R. H. Templeton, of Wellington, and Jos. H. Aynesworth, of Wichita Falls, for appellant.
J. E. Brown, Cocke Gribble, and C. C. Small, all of Wellington, for appellees.
Appellant filed suit in the district court of Collingsworth county, against J. H. Steelman, one of the appellees herein, to recover upon a note for $1,690.65, and to foreclose a deed of trust and a mortgage. Subsequent to this, appellee Bob Glenn filed suit in said court to recover upon six vendor's lien notes and to foreclose a vendor's lien upon the land in controversy. These suits were, on motion, consolidated, and were tried together. Upon the judgment rendered at that trial, appeal was had to this court, and the judgment was reversed and remanded. 240 S.W. 701. On the second trial in the district court judgment was rendered for appellees, and appellant Shamburger has appealed from that judgment.
Appellant, by his assignments of errors Nos. 1 to 7 inclusive, presents the proposition that the judgment of the trial court was illegal and void in reopening the case as to Shamburger and Steelman after reversal, for the reason that the issues as between those parties had been adjudicated on the former trial, final judgment had been rendered, and no appeal taken therefrom.
The judgment rendered on the former trial was appealed from only by Bob Glenn. The judgment rendered at that trial, as between Shamburger and Steelman, was in favor of Shamburger for the amount of his note and for a foreclosure of his lien reserved in his chattel mortgage on the house. In the opinion rendered by this court, above referred to, the case was reversed because the trial court had refused to give Glenn judgment foreclosing his vendor's lien on the house situated upon the land and in not holding that his vendor's lien was superior to Shamburger's lien on the house given him by Steelman to secure the payment of a note given for lumber with which the house was built. On that appeal this court had no jurisdiction of any of the issues between Shamburger and Steelman. Glenn's cause of action was separate and distinct from Shamburger's. As between Shamburger and Steelman the jury on the former trial had returned answers favorable to Shamburger, and the court rendered the judgment above noted; upon issues and answers, in favor of Shamburger. Not one of these issues was disturbed by the judgment of reversal. As stated above, Glenn's cause of action was to recover judgment on his purchase-money note and to foreclose his vendor's lien; Shamburger was given judgment upon his note for lumber and to foreclose his mortgage lien. The opinion of this court simply held that the house was subject to Glenn's lien, but in no wise did this court assume jurisdiction in any matter affecting the judgment between the parties not appealing, Shamburger and Steelman.
The judgment in favor of Shamburger as against Steelman left nothing to be adjudicated between them; hence it was a final judgment, and should not have been reopened and retried.
Where there are separate causes of action, the judgment upon each cause of action is a separate judgment, and where a party appeals from the judgment rendered as against him, and the other parties fail to appeal, the causes of action being separate and distinct, the judgment as to the parties not appealing becomes final.
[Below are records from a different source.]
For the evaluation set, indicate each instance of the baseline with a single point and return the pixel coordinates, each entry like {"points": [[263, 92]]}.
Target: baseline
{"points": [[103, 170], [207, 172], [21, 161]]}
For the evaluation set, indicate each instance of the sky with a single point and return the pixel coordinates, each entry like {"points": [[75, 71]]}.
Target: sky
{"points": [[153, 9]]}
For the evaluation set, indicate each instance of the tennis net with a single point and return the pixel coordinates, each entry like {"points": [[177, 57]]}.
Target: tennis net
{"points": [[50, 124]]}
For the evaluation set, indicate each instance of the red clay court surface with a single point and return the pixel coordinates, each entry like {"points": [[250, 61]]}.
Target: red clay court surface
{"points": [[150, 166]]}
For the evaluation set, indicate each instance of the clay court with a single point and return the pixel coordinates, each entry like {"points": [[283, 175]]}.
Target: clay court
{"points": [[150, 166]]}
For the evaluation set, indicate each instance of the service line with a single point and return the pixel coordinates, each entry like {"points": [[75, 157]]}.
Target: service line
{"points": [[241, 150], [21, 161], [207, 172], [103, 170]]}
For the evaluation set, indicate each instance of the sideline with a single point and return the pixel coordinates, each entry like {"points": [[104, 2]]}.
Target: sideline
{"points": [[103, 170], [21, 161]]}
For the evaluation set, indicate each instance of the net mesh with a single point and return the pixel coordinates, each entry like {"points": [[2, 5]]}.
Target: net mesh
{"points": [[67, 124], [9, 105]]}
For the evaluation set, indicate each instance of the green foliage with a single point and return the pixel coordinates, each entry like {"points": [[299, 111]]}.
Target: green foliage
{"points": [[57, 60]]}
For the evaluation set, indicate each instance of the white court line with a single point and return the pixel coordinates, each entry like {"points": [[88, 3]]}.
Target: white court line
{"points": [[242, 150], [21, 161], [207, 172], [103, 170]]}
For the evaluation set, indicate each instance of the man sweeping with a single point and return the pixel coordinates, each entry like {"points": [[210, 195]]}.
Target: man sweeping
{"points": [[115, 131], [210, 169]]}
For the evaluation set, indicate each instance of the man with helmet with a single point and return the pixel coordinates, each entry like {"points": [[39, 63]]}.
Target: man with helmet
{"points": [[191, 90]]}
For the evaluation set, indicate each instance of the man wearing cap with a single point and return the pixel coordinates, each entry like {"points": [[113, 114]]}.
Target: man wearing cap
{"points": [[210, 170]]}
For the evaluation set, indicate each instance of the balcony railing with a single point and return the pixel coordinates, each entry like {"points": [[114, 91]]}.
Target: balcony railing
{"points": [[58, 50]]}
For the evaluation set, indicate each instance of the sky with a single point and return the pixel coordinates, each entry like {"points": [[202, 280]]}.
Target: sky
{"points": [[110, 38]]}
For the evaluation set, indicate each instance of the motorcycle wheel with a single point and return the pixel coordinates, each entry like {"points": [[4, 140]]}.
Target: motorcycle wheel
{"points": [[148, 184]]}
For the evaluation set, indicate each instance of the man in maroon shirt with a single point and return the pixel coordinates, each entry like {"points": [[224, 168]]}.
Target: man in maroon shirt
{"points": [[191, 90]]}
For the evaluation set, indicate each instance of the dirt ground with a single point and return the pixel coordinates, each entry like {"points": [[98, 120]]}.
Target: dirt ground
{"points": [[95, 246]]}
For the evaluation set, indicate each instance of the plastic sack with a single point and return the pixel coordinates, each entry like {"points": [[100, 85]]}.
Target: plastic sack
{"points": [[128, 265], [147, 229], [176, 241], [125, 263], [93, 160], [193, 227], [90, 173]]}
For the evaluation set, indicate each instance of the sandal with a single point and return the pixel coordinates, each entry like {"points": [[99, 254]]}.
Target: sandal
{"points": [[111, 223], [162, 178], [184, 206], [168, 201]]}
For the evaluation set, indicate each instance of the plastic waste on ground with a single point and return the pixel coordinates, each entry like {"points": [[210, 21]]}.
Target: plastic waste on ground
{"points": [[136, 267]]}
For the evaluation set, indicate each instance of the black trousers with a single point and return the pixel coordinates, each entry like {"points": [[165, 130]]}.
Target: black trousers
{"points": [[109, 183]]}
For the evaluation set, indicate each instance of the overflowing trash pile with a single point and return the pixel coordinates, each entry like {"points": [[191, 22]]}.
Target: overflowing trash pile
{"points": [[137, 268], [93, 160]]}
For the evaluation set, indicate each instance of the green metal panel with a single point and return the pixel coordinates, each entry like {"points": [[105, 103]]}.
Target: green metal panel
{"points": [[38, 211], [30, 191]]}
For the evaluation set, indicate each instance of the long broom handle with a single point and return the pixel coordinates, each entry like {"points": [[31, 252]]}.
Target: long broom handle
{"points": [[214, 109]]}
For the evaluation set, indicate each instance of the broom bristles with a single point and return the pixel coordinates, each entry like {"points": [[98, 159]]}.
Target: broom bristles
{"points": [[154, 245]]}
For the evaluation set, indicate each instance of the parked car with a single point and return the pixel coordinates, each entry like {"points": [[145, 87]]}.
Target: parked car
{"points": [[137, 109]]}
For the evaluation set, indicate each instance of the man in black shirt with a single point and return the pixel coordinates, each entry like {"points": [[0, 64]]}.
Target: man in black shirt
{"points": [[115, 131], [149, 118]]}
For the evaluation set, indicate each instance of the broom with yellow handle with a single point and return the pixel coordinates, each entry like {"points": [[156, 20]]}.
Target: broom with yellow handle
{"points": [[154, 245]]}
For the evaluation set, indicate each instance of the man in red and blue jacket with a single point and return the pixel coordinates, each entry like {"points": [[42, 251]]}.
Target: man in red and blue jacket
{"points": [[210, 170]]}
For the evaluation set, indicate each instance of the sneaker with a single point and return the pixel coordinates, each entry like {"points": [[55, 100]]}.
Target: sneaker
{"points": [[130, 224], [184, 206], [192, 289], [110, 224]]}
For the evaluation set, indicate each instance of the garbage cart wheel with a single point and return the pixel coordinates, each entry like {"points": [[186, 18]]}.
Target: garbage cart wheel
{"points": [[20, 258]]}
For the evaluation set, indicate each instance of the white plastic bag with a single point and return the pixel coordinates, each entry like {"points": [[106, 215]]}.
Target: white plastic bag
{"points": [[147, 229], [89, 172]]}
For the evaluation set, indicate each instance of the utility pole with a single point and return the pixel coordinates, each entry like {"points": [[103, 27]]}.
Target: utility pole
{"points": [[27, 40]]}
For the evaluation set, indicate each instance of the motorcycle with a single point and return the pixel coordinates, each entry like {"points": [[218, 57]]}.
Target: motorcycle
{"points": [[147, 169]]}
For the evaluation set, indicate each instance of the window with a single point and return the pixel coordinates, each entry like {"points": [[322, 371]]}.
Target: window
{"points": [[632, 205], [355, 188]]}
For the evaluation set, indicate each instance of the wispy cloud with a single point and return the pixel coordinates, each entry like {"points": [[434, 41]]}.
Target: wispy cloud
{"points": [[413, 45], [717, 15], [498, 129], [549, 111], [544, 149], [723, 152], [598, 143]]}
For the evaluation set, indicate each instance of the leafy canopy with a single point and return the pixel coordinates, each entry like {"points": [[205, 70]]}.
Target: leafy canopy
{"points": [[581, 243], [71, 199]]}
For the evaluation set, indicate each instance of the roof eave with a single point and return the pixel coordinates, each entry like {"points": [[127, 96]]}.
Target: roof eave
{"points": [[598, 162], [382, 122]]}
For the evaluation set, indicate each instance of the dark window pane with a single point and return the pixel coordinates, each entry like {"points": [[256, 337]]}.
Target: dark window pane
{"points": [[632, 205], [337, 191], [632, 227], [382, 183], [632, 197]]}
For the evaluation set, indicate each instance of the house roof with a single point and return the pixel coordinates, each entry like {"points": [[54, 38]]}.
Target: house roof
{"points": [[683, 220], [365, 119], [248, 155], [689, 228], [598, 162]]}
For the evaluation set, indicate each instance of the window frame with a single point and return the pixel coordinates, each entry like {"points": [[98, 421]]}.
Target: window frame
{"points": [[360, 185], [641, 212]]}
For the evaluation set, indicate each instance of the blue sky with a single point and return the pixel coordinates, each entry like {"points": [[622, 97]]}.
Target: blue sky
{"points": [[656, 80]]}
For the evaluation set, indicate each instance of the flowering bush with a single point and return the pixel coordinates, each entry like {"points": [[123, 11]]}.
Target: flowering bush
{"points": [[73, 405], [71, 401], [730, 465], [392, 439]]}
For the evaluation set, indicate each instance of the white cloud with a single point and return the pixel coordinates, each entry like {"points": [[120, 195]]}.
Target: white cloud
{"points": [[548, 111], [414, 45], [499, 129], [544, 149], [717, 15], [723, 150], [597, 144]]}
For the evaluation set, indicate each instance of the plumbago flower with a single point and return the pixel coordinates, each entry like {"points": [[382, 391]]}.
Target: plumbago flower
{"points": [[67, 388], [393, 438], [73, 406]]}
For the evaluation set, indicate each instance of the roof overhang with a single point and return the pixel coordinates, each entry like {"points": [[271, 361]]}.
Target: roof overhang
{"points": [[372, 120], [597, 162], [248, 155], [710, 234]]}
Burleson v. Henderson, 4 Tex. 60; Bradford v. Taylor, 64 Tex. 171; Boone v. Hulsey, 71 Tex. 176, 9 S.W. 531; Lauchheimer v. Coop, 99 Tex. 386, 89 S.W. 1061, 90 S.W. 1098.
We therefore hold that the trial court erred in reopening the judgment and retrying the case as between Shamburger and Steelman, and, as to appellee Steelman upon Shamburger's cause of action against Steel man, this cause is reversed and rendered.